Jesus first addresses the invited guests about choosing places at the table. The setting presumes that these are people with a certain measure of power and prestige. Banquets were occasions for people to enhance their social standing, and Jesus describes how guests would compete for honor. The way to gain the most honor, he says, is actually to take the lowest place. Choosing to sit with those whose status would not enhance one’s own personal honor could instead lead to growth in humility, that is, to engage in interactions with persons who are more earthy and to forge bonds with them. If such a person is then invited by the host to a higher position, he or she would be able to represent the perspective of those at the other end of the table in the discussions and decisions that take place at the head.

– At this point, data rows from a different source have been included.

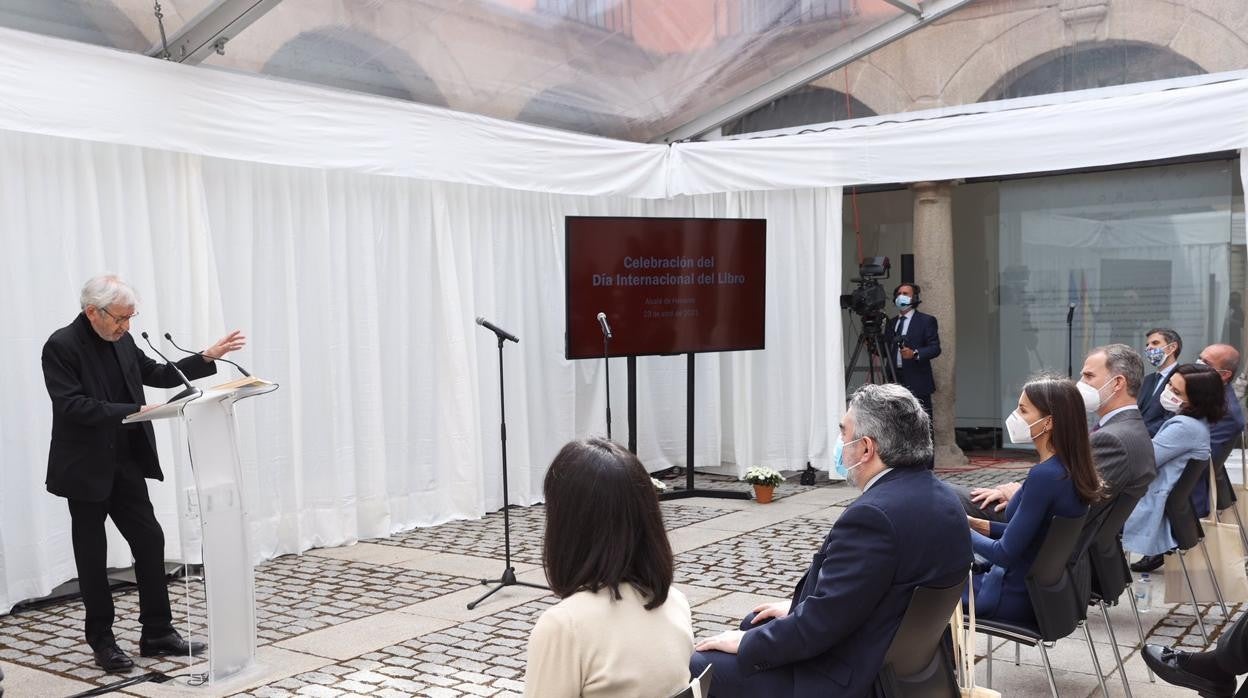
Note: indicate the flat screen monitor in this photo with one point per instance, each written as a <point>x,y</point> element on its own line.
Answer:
<point>665,285</point>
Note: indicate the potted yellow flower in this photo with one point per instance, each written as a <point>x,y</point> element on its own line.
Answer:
<point>764,481</point>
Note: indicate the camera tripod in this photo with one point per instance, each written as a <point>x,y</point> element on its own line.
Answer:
<point>876,347</point>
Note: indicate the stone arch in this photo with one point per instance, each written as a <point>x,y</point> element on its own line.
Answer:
<point>1088,66</point>
<point>1196,35</point>
<point>806,105</point>
<point>357,61</point>
<point>570,108</point>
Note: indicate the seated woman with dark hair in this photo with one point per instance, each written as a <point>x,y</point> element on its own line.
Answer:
<point>1197,398</point>
<point>620,629</point>
<point>1051,415</point>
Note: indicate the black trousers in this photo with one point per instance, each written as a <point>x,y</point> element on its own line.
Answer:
<point>131,511</point>
<point>1232,652</point>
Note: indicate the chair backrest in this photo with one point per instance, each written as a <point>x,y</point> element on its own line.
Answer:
<point>700,684</point>
<point>1110,573</point>
<point>916,664</point>
<point>1184,523</point>
<point>1224,491</point>
<point>1050,584</point>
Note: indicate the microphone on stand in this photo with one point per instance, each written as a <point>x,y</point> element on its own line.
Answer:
<point>1070,340</point>
<point>502,334</point>
<point>200,353</point>
<point>190,390</point>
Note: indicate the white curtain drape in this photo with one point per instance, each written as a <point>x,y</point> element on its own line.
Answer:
<point>357,294</point>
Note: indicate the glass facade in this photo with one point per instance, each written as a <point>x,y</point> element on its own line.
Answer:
<point>1131,249</point>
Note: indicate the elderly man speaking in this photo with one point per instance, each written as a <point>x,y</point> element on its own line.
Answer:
<point>906,530</point>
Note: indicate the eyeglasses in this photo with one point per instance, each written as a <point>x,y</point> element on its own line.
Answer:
<point>115,319</point>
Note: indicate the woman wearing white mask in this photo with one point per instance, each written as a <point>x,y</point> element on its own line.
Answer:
<point>1196,398</point>
<point>1065,482</point>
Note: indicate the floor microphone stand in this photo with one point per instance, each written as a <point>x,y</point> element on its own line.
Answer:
<point>508,578</point>
<point>607,362</point>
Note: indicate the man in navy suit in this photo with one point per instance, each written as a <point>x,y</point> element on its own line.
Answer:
<point>914,341</point>
<point>1162,350</point>
<point>906,530</point>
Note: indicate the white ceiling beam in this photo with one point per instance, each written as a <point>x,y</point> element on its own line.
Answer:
<point>210,30</point>
<point>814,69</point>
<point>907,6</point>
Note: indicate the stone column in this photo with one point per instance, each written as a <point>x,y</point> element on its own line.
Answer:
<point>934,272</point>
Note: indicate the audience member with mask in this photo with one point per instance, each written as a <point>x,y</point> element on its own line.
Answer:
<point>1051,415</point>
<point>906,530</point>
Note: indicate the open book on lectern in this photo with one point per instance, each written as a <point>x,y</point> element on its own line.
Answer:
<point>172,407</point>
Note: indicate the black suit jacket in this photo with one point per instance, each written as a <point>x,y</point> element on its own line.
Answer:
<point>907,530</point>
<point>86,426</point>
<point>1150,402</point>
<point>922,336</point>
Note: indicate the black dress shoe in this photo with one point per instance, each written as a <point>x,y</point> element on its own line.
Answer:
<point>1148,563</point>
<point>1163,662</point>
<point>112,659</point>
<point>169,646</point>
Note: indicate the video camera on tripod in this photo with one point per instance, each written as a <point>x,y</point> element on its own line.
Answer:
<point>866,301</point>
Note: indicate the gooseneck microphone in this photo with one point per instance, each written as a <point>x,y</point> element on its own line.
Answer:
<point>201,355</point>
<point>502,334</point>
<point>190,390</point>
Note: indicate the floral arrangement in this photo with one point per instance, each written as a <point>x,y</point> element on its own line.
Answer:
<point>766,477</point>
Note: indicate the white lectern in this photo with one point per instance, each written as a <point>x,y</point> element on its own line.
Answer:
<point>212,436</point>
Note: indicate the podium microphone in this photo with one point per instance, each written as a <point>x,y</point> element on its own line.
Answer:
<point>200,353</point>
<point>502,334</point>
<point>190,390</point>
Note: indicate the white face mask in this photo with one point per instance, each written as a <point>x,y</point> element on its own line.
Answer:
<point>1092,397</point>
<point>1170,401</point>
<point>1018,430</point>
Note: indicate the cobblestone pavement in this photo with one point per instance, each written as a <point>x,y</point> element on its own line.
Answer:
<point>484,656</point>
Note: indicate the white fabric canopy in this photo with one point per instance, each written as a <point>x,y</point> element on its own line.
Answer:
<point>358,295</point>
<point>234,201</point>
<point>87,93</point>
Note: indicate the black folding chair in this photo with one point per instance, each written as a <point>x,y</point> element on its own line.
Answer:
<point>1188,533</point>
<point>1052,584</point>
<point>1111,575</point>
<point>1224,490</point>
<point>917,664</point>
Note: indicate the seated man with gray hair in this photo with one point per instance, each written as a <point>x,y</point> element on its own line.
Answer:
<point>906,530</point>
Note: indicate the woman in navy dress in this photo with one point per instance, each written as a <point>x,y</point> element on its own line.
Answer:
<point>1051,415</point>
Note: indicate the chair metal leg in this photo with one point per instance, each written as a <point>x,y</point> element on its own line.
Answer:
<point>1096,661</point>
<point>1243,536</point>
<point>1048,668</point>
<point>989,638</point>
<point>1196,606</point>
<point>1213,578</point>
<point>1140,628</point>
<point>1113,643</point>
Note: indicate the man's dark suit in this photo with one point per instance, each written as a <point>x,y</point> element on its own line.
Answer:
<point>1150,402</point>
<point>907,530</point>
<point>100,466</point>
<point>916,373</point>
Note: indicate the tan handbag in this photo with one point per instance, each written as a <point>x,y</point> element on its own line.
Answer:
<point>1227,557</point>
<point>964,647</point>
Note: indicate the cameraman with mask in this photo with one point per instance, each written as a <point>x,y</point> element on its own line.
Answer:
<point>914,341</point>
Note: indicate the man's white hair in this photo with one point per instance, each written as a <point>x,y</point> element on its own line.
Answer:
<point>105,290</point>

Jesus then turns his attention to the host of the dinner and talks about how to formulate a guest list. From this angle, he again prods his hearers to break out of the strictures of likes eating with likes. The conversations at tables of like-minded serve only to reinforce their own views, and the circle tightens as they reciprocate invitations to one another. Jesus proposes to the hosts, invite those unlike yourself, those with whom no one wants to associate. From a stance of humility, such a host recognizes the bond shared through common humanity that is stronger than differences in abilities or social positions.
It is easy to fall prey to false humility, pretending to take a lowly place in the hopes of receiving adulation and an invitation to come up higher. Or false humility can be manifest in persons whose self-esteem has never developed properly. True humility is ground in earthy wisdom, a knowledge that all persons, no matter their circumstances, and all the created world share in an unbreakable interconnection of life given by God. The Holy One loves and esteems us equally and desires that we flourish.*
*Sr. Barbara Reid, adapted from Abiding Word.
Barbara Reid, OP, is professor of New Testament at Catholic Theological Union in Chicago.